Recently I was reflecting on the role of the law library and how it has changed over time. Our enabling statute states that the Board of Trustees shall have power to "purchase books, periodicals and other property suitable for the library." In 1919, when the statute was enacted, other property may have included typewriters.
Over time, libraries purchased information on microfilm and microfiche. Then they bought computers, first for the staff and then for public use. Later, law libraries provided access to services such as Westlaw and Lexis, both for attorneys and the public.
Our statute states that a law library like us, in a county as large as King County, provides services to the bench and the bar, as well as the public. Fifteen years ago, when I first joined the Public Law Library of King County, about 60 percent of the users of the Seattle library were attorneys. Visitors to the Maleng Regional Justice Center (MRJC) were split 50/50 between attorneys and public patrons.

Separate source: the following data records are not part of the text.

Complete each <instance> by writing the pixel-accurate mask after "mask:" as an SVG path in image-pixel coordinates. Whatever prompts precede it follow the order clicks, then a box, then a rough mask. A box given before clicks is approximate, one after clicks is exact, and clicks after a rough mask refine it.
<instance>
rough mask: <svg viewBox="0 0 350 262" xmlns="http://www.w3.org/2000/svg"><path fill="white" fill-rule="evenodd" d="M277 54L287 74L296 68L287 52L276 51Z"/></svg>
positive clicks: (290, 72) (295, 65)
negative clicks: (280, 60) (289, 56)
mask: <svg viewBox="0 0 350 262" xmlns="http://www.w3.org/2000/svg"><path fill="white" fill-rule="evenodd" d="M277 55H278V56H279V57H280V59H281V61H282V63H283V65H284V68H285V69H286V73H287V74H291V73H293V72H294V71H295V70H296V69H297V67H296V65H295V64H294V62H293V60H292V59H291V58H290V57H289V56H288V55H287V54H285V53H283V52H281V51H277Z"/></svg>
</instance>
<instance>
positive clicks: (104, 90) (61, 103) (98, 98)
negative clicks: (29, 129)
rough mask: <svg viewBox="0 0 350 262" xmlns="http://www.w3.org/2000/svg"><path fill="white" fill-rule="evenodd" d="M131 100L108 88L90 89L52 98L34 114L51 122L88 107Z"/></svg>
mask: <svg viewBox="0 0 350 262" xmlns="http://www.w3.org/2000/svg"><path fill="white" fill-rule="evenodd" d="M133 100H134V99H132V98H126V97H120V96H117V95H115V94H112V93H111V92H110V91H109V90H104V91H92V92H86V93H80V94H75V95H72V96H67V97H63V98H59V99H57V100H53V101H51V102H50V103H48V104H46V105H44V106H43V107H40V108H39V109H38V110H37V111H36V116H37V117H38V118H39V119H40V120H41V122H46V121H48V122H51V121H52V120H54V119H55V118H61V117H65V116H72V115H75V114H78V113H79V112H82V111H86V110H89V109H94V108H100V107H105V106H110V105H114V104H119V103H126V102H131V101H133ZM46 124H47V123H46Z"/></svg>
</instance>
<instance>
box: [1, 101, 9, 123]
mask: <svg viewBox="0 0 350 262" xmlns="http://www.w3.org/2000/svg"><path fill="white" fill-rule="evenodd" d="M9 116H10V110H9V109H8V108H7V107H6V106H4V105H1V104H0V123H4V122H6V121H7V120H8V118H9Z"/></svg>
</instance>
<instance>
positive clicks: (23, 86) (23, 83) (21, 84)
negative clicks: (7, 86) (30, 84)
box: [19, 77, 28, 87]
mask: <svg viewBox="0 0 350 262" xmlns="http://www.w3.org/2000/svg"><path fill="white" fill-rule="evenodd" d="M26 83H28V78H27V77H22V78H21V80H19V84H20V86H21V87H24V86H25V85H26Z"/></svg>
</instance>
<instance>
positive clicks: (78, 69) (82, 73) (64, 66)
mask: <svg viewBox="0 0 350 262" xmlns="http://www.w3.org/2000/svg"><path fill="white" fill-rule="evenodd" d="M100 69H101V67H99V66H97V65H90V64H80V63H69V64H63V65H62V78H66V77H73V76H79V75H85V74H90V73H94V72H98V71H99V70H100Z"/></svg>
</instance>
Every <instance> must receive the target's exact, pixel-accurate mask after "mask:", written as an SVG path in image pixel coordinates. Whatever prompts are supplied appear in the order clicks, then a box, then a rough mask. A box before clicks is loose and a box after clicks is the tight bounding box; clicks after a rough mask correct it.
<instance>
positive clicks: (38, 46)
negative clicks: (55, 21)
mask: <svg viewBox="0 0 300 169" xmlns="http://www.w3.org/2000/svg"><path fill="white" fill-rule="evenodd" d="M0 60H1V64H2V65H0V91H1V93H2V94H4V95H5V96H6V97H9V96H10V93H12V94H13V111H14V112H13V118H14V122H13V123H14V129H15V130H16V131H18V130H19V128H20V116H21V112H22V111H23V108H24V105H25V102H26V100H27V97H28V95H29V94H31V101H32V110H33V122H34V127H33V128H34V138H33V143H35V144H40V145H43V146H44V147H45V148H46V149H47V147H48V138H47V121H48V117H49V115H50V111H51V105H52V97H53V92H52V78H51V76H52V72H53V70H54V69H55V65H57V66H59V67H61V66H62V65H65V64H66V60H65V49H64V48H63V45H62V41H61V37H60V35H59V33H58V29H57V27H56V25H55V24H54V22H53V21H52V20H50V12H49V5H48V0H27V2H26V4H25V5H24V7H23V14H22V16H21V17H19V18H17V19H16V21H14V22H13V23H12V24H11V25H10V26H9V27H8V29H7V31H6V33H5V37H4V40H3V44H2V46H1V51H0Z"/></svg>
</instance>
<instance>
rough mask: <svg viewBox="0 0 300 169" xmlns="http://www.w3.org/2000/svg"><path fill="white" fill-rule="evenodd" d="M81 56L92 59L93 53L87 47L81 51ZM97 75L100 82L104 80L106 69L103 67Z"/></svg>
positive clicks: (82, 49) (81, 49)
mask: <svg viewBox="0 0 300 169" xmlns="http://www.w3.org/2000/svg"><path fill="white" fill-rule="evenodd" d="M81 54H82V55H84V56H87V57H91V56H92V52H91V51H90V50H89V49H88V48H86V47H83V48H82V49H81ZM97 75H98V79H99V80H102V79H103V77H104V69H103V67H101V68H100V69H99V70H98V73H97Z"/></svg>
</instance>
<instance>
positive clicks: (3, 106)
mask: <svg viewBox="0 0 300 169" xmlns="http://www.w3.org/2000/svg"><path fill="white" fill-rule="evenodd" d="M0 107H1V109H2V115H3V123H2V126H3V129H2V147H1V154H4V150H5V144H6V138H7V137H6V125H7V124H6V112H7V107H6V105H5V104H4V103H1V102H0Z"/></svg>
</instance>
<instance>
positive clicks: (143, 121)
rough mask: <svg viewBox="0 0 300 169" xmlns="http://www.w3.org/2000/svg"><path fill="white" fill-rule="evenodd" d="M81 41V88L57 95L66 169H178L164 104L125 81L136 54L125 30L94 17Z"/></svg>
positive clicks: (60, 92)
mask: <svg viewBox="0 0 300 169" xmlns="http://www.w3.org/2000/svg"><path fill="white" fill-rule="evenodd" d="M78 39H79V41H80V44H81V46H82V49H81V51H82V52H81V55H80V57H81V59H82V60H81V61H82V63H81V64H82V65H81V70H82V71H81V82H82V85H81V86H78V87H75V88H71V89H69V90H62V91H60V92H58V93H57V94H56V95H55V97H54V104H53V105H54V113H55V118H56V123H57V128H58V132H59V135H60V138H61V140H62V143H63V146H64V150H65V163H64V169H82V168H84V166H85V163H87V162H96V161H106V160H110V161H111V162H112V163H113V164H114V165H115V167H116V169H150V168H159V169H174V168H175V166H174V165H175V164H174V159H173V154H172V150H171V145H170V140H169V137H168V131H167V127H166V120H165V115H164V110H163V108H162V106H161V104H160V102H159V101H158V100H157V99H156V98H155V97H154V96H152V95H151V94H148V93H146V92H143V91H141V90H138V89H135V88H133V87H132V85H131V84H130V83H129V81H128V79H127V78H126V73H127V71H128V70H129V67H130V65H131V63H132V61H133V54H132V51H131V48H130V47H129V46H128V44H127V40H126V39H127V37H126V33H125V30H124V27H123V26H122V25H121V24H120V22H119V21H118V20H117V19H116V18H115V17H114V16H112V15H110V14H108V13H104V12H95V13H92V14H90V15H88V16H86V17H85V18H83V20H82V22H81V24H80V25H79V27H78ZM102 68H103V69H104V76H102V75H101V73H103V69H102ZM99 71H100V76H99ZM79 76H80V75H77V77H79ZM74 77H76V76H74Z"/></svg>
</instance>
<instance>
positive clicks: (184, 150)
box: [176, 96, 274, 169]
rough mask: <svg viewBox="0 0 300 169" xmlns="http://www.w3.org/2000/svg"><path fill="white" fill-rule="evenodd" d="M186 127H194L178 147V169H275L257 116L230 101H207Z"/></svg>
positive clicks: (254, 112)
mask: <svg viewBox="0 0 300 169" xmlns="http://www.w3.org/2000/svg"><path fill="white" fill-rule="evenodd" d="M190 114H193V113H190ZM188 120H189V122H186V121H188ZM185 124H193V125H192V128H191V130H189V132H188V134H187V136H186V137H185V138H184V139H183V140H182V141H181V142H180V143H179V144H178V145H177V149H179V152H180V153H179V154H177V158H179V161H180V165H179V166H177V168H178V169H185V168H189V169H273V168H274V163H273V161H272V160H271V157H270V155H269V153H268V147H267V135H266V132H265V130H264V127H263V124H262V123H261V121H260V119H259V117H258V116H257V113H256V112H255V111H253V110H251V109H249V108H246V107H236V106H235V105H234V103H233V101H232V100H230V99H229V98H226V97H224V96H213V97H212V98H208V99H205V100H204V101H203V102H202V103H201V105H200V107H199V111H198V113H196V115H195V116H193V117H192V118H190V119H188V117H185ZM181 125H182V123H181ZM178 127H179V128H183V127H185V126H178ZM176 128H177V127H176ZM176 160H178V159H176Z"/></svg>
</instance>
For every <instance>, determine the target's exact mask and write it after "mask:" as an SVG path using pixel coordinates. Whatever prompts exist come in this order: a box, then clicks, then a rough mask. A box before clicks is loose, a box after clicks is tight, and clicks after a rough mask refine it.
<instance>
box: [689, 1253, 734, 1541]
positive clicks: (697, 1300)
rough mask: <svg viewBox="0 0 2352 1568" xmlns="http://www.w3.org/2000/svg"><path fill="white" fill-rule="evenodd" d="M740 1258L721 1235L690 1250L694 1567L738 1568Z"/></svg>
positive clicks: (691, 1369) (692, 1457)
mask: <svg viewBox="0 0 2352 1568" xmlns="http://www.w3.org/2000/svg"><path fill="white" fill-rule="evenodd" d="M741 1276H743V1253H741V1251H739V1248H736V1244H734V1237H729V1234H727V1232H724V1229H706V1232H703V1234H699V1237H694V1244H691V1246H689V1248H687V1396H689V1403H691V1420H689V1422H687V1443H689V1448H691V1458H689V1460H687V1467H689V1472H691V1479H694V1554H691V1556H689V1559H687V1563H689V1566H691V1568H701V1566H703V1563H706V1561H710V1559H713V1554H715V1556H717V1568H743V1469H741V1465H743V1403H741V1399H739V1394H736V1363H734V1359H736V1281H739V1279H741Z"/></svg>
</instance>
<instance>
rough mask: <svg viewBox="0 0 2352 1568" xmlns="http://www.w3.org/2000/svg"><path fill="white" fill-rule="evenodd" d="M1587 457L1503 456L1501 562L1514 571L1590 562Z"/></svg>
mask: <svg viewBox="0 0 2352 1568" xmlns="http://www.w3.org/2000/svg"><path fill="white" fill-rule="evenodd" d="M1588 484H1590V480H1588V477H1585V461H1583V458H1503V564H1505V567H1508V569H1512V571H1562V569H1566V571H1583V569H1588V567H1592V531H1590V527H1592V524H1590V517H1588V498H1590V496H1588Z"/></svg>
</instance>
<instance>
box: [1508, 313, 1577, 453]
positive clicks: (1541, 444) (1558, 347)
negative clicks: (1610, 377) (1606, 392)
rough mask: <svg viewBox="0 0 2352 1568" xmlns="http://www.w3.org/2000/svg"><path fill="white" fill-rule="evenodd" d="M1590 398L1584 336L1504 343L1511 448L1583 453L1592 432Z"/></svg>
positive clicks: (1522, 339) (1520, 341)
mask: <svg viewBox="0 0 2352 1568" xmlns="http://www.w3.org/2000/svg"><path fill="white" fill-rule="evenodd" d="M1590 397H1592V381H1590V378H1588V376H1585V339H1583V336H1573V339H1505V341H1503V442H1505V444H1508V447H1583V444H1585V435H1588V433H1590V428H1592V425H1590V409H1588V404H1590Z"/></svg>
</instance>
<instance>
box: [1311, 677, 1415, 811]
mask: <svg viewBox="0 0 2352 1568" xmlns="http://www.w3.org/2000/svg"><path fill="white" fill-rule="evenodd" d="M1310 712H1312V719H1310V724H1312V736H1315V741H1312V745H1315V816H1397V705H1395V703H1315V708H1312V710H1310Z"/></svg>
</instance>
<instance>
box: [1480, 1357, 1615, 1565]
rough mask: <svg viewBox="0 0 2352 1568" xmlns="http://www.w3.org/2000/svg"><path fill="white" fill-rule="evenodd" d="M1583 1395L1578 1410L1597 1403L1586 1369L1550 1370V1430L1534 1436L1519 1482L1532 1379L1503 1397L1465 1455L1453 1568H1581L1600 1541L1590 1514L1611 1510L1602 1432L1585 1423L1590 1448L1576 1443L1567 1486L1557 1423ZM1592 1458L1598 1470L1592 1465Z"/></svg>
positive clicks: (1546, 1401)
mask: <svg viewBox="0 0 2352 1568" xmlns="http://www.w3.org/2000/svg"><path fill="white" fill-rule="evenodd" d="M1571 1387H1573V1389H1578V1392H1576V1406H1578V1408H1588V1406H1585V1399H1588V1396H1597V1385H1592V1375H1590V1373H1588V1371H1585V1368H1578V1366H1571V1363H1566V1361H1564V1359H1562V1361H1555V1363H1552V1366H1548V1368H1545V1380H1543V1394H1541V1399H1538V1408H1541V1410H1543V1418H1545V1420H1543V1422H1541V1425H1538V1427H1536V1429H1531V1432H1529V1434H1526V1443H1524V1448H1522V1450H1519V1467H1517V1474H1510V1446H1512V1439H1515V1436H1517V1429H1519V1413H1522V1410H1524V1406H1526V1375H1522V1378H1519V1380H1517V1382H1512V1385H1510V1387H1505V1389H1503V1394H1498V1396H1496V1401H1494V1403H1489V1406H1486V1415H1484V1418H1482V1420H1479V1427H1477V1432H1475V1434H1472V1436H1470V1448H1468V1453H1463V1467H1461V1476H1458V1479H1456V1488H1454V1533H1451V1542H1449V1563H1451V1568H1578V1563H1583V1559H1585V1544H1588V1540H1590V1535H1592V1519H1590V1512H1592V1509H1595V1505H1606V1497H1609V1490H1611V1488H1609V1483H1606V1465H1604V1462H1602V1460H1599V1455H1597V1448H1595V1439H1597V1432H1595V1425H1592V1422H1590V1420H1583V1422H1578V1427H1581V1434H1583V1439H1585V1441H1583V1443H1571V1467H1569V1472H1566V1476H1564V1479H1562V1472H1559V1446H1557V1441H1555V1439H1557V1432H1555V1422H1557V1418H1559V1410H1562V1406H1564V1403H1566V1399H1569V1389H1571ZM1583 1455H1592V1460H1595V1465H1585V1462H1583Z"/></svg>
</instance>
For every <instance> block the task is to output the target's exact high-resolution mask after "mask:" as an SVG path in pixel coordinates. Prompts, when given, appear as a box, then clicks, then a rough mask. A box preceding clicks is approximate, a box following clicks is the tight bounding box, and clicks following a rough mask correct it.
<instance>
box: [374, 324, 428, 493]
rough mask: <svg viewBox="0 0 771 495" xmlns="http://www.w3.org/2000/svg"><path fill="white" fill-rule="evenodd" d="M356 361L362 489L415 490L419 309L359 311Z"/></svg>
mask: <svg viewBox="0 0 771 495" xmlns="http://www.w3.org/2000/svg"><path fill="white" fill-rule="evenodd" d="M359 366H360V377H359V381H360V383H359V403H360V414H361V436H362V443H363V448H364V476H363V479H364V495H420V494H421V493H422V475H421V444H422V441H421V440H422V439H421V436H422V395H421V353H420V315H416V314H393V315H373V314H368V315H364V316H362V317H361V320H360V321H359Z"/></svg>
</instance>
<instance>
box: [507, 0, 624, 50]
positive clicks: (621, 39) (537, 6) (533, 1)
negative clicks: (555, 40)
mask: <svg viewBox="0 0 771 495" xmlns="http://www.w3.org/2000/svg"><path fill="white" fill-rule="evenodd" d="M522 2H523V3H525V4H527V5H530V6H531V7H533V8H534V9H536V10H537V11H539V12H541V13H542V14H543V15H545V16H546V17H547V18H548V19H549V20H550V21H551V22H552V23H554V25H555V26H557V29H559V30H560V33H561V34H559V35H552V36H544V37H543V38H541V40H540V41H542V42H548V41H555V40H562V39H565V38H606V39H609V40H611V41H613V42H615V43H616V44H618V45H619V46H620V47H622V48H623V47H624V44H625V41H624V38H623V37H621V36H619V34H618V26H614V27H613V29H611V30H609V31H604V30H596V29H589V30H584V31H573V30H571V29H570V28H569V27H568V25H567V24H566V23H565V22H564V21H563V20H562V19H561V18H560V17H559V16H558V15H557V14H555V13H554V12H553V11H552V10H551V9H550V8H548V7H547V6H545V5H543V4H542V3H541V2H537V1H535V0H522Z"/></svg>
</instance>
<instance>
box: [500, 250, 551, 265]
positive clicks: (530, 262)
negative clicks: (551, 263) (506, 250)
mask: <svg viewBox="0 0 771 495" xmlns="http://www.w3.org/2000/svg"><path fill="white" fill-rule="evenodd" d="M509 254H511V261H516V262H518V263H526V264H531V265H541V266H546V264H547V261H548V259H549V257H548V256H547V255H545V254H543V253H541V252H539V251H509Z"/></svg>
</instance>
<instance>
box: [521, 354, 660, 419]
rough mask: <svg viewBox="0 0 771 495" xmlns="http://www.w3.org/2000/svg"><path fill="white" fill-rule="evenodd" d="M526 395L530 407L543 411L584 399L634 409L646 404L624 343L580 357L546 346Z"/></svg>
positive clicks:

Now, about 60 percent of our Seattle users and 70 percent of our MRJC users are public patrons. Probably the biggest reason for this demographic shift is the advent of electronic services and the Internet. Attorneys have at their fingertips access to statutes, cases and court rules, while members of the public are more aware of the presence of a law library due to the searching capabilities of the Internet.
What's next? Joseph Janes, an associate professor and chair of the MLIS program at the University of Washington Information School, published Library 2020: Today's Leading Visionaries Describe Tomorrow's Library (Scarecrow Press, 2013). Janes called on 23 prominent librarians across the country to write a short essay that begins "The library in 2020 will be..."
In reviewing these essays, I found several themes that apply to public law libraries, academic libraries and public libraries:
1. Libraries are the gatherers of information, regardless of the format. Materials in the library have expanded from print to microfiche/microfilm, audio, visual (such as DVDs), to virtual.
2. Libraries not only support their communities, but they also partner with key community entities. Communities are not just towns or cities, but people interested in similar things, such as law, chemistry, business, etc.